Effects of methylmercury on Ephs and ephrins during central nervous system development

Neuronal differentiation and migration, critical events during central nervous system (CNS) development, rely on multiple factors that ensure properly coordinated brain structuring. Disruption of expression or function of these tightly regulated factors leads to morphological abnormalities that potentially result in intellectual and behavioral deficiencies. One family of guidance molecules involved in CNS development is the Eph tyrosine kinase receptors and their ligands, the ephrins. We investigated the effects of methylmercury, a well-known developmental neurotoxicant, on expression of Ephs and ephrins in brains of neonatal mice exposed via maternal dosing, using an RNAse protection assay and immunoblotting. Results demonstrate that McHg alters expression of Ephs and ephrins in vivo. Brains from pups exposed to McHg during gestation and lactation showed increased ephrin-A5 mRNA and protein in day 10 hippocampus and decreased EphA4 expression in day 15 cerebellum. Brains from pups exposed only prenatally to McHg showed significant increases in mRNA for EphA8, B6, and ephrin-B2 on PND 5 along with significant decreases in EphA3, A4, A5, A6, A7, and B3 in day 15 rest-of-brain samples.; Expression of Eph and ephrin mRNA and protein during neuronal differentiation was characterized using the P19 embryonal carcinoma cell culture model. Undifferentiated cells expressed negligible levels of Ephs and ephrins. Expression of the B-class Eph receptors increased by 2 days after neuronal induction with retinoic acid, while A-class receptors were not elevated until day 6, suggesting separate roles of the receptor classes during neuronal commitment and differentiation.

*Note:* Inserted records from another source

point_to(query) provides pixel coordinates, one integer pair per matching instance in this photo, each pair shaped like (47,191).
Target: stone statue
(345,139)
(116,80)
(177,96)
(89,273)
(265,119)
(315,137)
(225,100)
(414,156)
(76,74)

Both A and B class ligands were increased 2 days following neuronal induction and remained expressed at days 6 and 10.; Finally, P19 cells or their neuronal derivatives were treated with various concentrations of McHg for 24 hours on different days of commitment and analyzed for Eph/ephrin mRNA and protein expression. Increases in many of the receptors and ligands were seen at several neuronal stages, with day 6 neurons showing the most robust response. We conclude that alterations in Eph and ephrin expression contribute to the path-finding errors and cognitive deficits seen in humans and animals exposed to MeHg.